Creating the World’s Largest Real-Time Camera Network

Creating the World's Largest Real-Time Camera Network

Ryan Dailey, Ahmed S. Kaseb, Chandler Brown, Sam Jenkins, Sam Yellin, Fengjian Pan, Yung-Hsiang Lu; Purdue University; West Lafayette, Indiana, USA

Abstract

Millions of cameras are openly connected to the Internet for a variety of purposes. This paper takes advantage of this resource to gather visual data. This camera data could be used for a myriad of purposes by solving two problems. (i) The network camera image data needs context to solve real world problems. (ii) While contextual data is available, it is not centrally aggregated.

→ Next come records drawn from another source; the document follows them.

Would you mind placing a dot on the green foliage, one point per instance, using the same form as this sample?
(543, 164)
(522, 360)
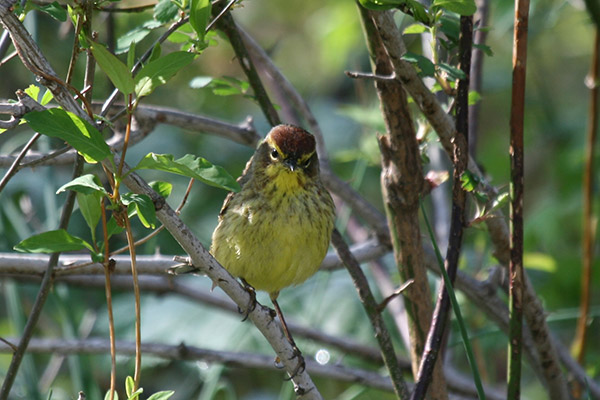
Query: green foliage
(79, 133)
(117, 72)
(142, 206)
(53, 9)
(135, 35)
(165, 11)
(200, 12)
(192, 167)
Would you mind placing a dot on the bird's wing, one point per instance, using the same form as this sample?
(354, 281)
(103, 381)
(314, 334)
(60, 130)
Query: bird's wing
(242, 181)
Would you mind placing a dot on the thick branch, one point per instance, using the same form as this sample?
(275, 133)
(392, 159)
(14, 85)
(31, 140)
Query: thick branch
(402, 185)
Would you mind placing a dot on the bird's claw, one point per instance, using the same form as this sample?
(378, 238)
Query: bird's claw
(301, 363)
(251, 303)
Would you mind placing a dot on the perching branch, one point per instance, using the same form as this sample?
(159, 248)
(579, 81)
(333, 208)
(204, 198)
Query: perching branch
(42, 295)
(366, 297)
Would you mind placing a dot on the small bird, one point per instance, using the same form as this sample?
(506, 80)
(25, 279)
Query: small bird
(275, 232)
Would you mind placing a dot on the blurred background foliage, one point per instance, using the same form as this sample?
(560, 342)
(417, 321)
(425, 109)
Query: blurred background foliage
(313, 43)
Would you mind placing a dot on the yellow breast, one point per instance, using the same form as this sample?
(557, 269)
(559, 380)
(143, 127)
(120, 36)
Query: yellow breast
(278, 238)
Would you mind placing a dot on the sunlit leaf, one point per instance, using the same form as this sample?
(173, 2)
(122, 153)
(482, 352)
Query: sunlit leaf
(462, 7)
(415, 28)
(117, 72)
(157, 72)
(162, 188)
(424, 63)
(539, 261)
(165, 11)
(200, 12)
(135, 35)
(53, 9)
(190, 166)
(141, 205)
(164, 395)
(90, 207)
(79, 133)
(52, 242)
(86, 184)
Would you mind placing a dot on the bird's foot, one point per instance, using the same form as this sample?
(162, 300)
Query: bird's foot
(301, 366)
(251, 303)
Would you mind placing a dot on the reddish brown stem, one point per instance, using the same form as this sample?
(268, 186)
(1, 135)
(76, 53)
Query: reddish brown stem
(516, 282)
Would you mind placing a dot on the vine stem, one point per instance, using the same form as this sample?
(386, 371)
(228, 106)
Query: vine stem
(111, 320)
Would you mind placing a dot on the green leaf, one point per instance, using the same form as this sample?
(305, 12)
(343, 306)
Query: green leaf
(462, 7)
(200, 82)
(131, 56)
(129, 385)
(79, 133)
(86, 184)
(53, 242)
(33, 91)
(47, 97)
(474, 97)
(107, 395)
(424, 63)
(165, 11)
(190, 166)
(112, 228)
(141, 205)
(415, 28)
(90, 207)
(157, 72)
(199, 15)
(380, 5)
(452, 71)
(164, 395)
(162, 188)
(227, 86)
(54, 10)
(117, 72)
(136, 35)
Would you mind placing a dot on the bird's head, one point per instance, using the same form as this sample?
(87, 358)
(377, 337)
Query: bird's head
(288, 156)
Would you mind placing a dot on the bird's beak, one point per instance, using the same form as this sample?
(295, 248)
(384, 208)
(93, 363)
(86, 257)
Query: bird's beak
(291, 163)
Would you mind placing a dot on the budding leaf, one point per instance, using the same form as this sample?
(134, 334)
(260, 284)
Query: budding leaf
(53, 242)
(190, 166)
(164, 395)
(76, 131)
(199, 16)
(141, 205)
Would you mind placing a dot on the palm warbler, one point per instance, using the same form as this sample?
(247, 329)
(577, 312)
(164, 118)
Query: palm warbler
(275, 232)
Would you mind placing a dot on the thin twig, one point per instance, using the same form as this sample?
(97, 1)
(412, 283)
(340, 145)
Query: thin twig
(108, 292)
(371, 307)
(42, 295)
(459, 196)
(588, 184)
(516, 281)
(229, 27)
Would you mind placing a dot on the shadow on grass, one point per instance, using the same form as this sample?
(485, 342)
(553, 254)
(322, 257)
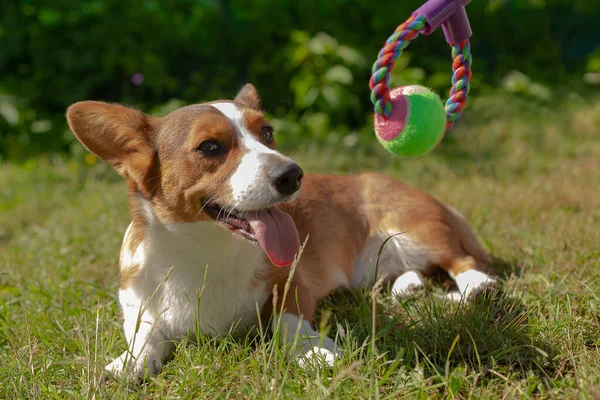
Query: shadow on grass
(493, 332)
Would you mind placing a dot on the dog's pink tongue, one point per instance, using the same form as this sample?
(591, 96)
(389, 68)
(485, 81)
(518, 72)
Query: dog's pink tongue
(277, 235)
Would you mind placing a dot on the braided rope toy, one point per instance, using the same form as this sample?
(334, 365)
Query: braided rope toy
(411, 120)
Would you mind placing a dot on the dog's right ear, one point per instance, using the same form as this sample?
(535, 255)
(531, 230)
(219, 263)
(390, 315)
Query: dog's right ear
(119, 135)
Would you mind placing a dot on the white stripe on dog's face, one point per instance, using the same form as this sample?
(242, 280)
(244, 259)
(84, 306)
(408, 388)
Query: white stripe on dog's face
(251, 187)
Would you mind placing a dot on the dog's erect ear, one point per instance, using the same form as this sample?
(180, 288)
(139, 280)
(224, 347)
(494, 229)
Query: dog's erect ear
(119, 135)
(248, 96)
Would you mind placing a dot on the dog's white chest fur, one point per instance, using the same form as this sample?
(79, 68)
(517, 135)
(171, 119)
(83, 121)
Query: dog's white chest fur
(196, 275)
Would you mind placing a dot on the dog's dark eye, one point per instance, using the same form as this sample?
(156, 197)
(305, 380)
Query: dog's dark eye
(267, 134)
(209, 147)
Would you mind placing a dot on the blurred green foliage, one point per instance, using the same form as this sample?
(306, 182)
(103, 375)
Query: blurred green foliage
(309, 59)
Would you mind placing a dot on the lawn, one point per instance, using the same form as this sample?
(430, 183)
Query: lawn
(526, 177)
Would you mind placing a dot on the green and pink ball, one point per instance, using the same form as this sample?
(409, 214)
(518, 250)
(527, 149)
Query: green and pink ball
(416, 125)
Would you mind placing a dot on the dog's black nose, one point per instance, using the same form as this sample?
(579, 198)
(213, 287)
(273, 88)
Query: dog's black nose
(287, 178)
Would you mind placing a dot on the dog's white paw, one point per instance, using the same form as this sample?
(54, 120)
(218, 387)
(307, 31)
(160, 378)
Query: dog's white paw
(407, 284)
(312, 352)
(126, 364)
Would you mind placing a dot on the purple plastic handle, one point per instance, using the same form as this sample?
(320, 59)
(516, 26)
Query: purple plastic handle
(450, 15)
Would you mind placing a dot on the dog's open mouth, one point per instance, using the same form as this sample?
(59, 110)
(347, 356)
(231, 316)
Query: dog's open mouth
(273, 229)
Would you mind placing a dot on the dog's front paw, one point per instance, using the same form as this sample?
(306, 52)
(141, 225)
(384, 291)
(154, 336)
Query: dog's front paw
(312, 352)
(136, 368)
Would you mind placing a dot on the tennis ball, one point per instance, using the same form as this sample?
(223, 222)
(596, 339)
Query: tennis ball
(417, 123)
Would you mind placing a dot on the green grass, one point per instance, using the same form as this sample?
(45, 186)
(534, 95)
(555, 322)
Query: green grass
(526, 178)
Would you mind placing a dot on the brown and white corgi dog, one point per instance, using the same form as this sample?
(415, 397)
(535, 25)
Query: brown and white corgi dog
(218, 216)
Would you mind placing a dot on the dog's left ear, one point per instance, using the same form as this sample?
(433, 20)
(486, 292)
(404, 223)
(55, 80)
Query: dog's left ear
(248, 96)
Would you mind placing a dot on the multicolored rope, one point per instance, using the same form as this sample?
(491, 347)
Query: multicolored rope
(396, 43)
(461, 81)
(383, 66)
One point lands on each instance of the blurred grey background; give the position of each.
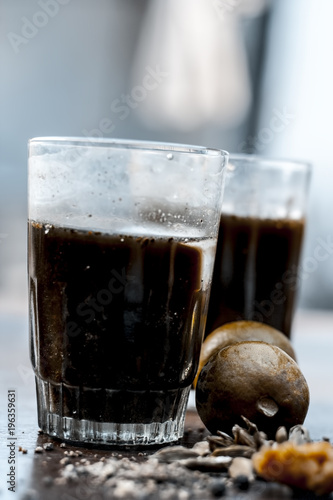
(212, 72)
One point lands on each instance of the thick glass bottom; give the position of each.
(157, 419)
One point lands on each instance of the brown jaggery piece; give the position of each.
(308, 466)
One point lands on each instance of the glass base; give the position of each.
(65, 421)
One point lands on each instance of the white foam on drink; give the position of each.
(117, 189)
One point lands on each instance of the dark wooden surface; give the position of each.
(313, 342)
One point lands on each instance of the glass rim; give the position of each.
(270, 161)
(130, 144)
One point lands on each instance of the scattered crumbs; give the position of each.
(48, 446)
(73, 453)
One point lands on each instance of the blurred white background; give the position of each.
(212, 72)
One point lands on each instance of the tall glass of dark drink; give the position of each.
(260, 241)
(122, 238)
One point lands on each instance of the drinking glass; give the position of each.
(122, 238)
(260, 241)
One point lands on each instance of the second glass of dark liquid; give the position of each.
(260, 241)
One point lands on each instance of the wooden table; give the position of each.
(313, 342)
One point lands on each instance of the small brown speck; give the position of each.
(48, 446)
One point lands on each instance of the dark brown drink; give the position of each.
(117, 321)
(255, 273)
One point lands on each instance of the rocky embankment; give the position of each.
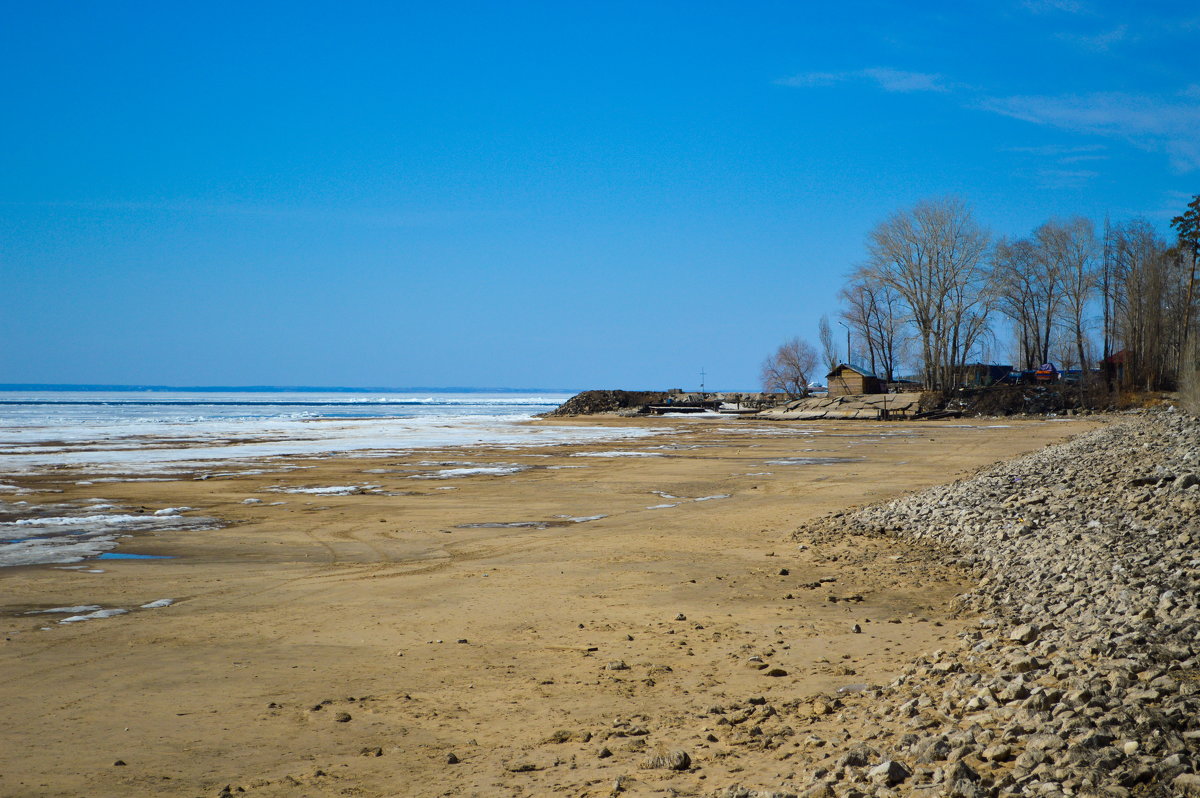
(601, 402)
(1083, 676)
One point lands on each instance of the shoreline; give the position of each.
(339, 597)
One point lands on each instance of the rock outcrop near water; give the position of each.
(1083, 676)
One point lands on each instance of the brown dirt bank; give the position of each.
(298, 612)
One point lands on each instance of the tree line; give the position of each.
(937, 291)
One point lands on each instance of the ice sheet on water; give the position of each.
(112, 433)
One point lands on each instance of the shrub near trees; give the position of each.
(791, 369)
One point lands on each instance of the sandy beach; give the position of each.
(479, 621)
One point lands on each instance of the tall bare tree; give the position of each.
(874, 312)
(1149, 301)
(934, 257)
(828, 348)
(1187, 227)
(1068, 247)
(1019, 297)
(790, 369)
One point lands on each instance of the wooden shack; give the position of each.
(847, 379)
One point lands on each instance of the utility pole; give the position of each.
(849, 358)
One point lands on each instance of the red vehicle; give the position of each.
(1045, 373)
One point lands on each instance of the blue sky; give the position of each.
(562, 195)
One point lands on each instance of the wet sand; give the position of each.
(357, 645)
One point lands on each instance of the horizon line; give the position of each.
(340, 389)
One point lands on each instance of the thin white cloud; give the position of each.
(1056, 6)
(1152, 124)
(1066, 178)
(1083, 159)
(900, 81)
(808, 79)
(1098, 42)
(885, 77)
(1057, 150)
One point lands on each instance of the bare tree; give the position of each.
(933, 256)
(1187, 227)
(1015, 276)
(874, 311)
(789, 370)
(1071, 247)
(1150, 307)
(828, 348)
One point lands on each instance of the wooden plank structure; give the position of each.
(849, 381)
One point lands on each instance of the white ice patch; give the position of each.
(94, 616)
(69, 611)
(334, 490)
(70, 539)
(473, 471)
(617, 454)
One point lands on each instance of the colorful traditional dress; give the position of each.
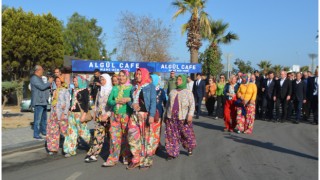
(119, 145)
(56, 126)
(246, 112)
(76, 128)
(180, 105)
(229, 106)
(140, 134)
(101, 109)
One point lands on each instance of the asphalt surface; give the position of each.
(273, 151)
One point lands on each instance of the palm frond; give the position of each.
(205, 23)
(184, 28)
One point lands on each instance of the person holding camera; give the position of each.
(95, 84)
(39, 100)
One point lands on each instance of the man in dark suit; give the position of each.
(298, 95)
(283, 90)
(267, 89)
(312, 95)
(199, 89)
(258, 82)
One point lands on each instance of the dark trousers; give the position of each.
(267, 108)
(284, 106)
(291, 108)
(306, 110)
(220, 105)
(258, 106)
(198, 102)
(210, 104)
(314, 108)
(298, 109)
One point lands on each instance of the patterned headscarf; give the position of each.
(156, 80)
(245, 76)
(183, 85)
(145, 76)
(106, 89)
(82, 82)
(126, 73)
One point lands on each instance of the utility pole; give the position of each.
(313, 57)
(228, 56)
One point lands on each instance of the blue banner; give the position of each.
(116, 66)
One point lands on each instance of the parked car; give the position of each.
(25, 105)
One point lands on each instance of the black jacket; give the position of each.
(200, 90)
(284, 90)
(299, 90)
(268, 90)
(311, 87)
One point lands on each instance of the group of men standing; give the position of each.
(292, 92)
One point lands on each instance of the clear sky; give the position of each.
(281, 31)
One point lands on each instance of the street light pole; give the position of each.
(228, 56)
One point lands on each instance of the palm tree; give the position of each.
(304, 68)
(264, 65)
(197, 25)
(276, 69)
(218, 36)
(212, 62)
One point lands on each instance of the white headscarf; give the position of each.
(106, 89)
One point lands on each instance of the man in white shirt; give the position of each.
(190, 84)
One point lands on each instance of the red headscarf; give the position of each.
(145, 76)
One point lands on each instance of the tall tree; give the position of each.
(211, 58)
(143, 38)
(264, 65)
(304, 68)
(243, 66)
(197, 26)
(276, 69)
(83, 38)
(29, 39)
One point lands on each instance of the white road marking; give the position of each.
(74, 176)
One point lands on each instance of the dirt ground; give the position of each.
(13, 118)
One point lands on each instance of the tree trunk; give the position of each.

The goal is to make it easy to leverage the vast amount of network cameras.

The database allows users to aggregate camera data from over 119,000 network camera sources all across the globe in real time. This paper explains how to collect publicly available information from network cameras. The paper describes how to analyze websites to retrieve relevant information about the cameras and to calculate the refresh rates of the cameras.

Introduction

In recent years, the prices of electronic sensing devices have been falling rapidly. Among all sensing devices, image sensors (i.e., cameras) are special because the same sensors can capture a wide range of information. Cameras can be used to monitor traffic flow, view wildlife, detect intruders, or determine weather conditions. Millions of network cameras are connected to the Internet for a variety of purposes. Nearly two hundred million network cameras have been deployed [1]. The real-time visual data can be used in many applications, such as emergency responses. Some of these data streams are publicly available without password protection. As researchers gain the ability to collect large amounts of visual data about the world, the true potential of data-driven research is recognized. With the emergence of new machine-learning technologies [2?4], a wealth of previously untapped potential for large-scale visual data analysis has surfaced. In 2020, 75% of mobile traffic will be video [5] and 82% of IP traffic will be video [6]. Visual data is arguably the "biggest" of big data because one HD video camera can produce data orders of magnitude faster than text data. Computer vision is becoming one of the central data-analysis techniques driving big-data research. Visual data (image and video) is special because of the versatility and the rich information it provides. A single image may reveal many different types of information. For example, a family's vacation photograph also provides information about the weather. This paper uses "network cameras" for the cameras that are always connected to networks and have fixed locations; some network cameras may be PTZ (pan, tilt, and zoom). By this definition, network cameras do not include cameras in mobile phones.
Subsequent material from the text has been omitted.